第88話 『次のセリフは──私が、あなたのヒロインです』
──選抜戦、最終日。
校庭の特設ステージは、朝から人だかりで騒然としていた。
「まさか、声優本人が“最終スピーチ”ってマジ?」
「SNSでトレンド入ってるぞ、《るりあvsリアルヒロインズ》」
「今日、何か“物語”が終わる気がする……」
でも、俺──久慈川幸喜にとっては、
ここが始まりでもある気がしていた。
***
ステージ上。
マイクの前に立つ、姫崎るりあ。
制服のまま、髪を結い直し、
今日だけは“声優”でも“ヒロイン役”でもなく、一人の女の子として、立っていた。
「こんにちは。姫崎るりあです」
その声が響くだけで、観客は静まる。
「私は、今日、“最後のセリフ”を言いに来ました」
そう言って、胸元から取り出したのは、アニメ版『黒薔薇ノ戦姫』第12話、最終回の台本。
「──これが、私が演じてきた“ヒロイン”の最後のセリフです」
ページを開き、るりあは、まっすぐ俺を見つめたまま朗読する。
「“たとえあなたが、私を選ばなくても。
私があなたを選んだことは、永遠だから”」
一拍の間。
「──でも、今日は“アニメのヒロイン”としてじゃなくて、
“久慈川幸喜くんが描く物語”のヒロインとして、言わせてください」
そして、台本を閉じ、言った。
「“次のセリフ”は──私が、あなたのヒロインです」
***
沈黙が、拍手より先に満ちた。
舞香も、歩美も、玲奈も、黙ってそれを見守っていた。
それは、“戦い”ではなくなっていた。
もう、誰も競ってはいなかった。
るりあの言葉が、あまりに真っ直ぐで、
あまりに“声”ではなく“想い”だったから。
***
俺は、ステージに一歩踏み出した。
観客席のざわめきが遠のいていく。
壇上で、俺はマイクも使わずに、静かに言った。
「……俺は、今でも“答え”を決められない」
「歩美も、舞香も、玲奈も。
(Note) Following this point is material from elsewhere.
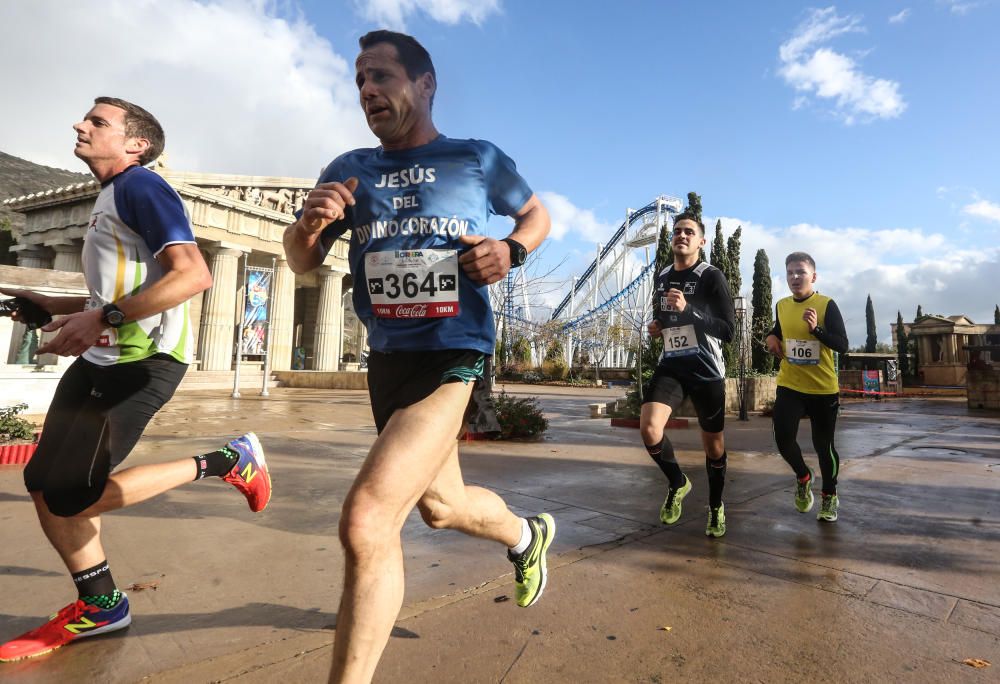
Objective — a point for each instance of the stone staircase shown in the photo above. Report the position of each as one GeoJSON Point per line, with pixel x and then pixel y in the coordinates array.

るりあも。……そして幸香も」
「全部が大切で、全部が“ヒロイン”で、
でも、誰かを“選ぶ”ことが、今の俺にはまだ、怖い」
るりあが、小さく俯く。
でもそのとき、俺は言った。
「……だから、俺は、君たちと“続きを書きたい”って思ってる」
その言葉に、舞香が目を伏せ、微笑み。
玲奈が胸元をぎゅっと掴み。
歩美が、涙をこらえながら笑った。
そして、るりあもまた、静かに微笑み返してくれた。
「──それ、めっちゃラブコメ主人公のセリフじゃないですか」
「……うん。でも、それが俺の、“今の”答えだ」
***
数日後。
るりあは元の仕事スケジュールへ戻った。
でも、学校に“たまに戻ってくる”という形で、
「物語の続きを演じること」が続いていた。
俺は、ラノベの続きを書き始めた。
タイトルは──
『俺はプロラノベ作家なのだが青春ラブコメが書けない』
──第2部開始、と大きく掲げて。
***
放課後。
教室に戻ってきた俺に、誰かが声をかける。
「ねえ、こうき。今日の“添い寝ローテーション”、どこまで進んだっけ?」
歩美だ。
「兄、今日のスケジュールは“右腕:私、左腕:玲奈”です」
幸香だ。
「“お風呂”の予約は空いてますわよ? 二人で」
舞香も、笑っていた。
──そして、スマホの通知。
姫崎るりあ
「今日、録音あるけど、終わったら“あの続きを演じる”時間ある?」
俺は、キーボードを叩きながら呟く。
「うん。まだまだ、俺たちのラブコメは書き終わらない」
──物語の“本当の最終回”なんて、まだ遠い。
だから俺は、何度でも言う。
「次のセリフは──誰のものになるのか。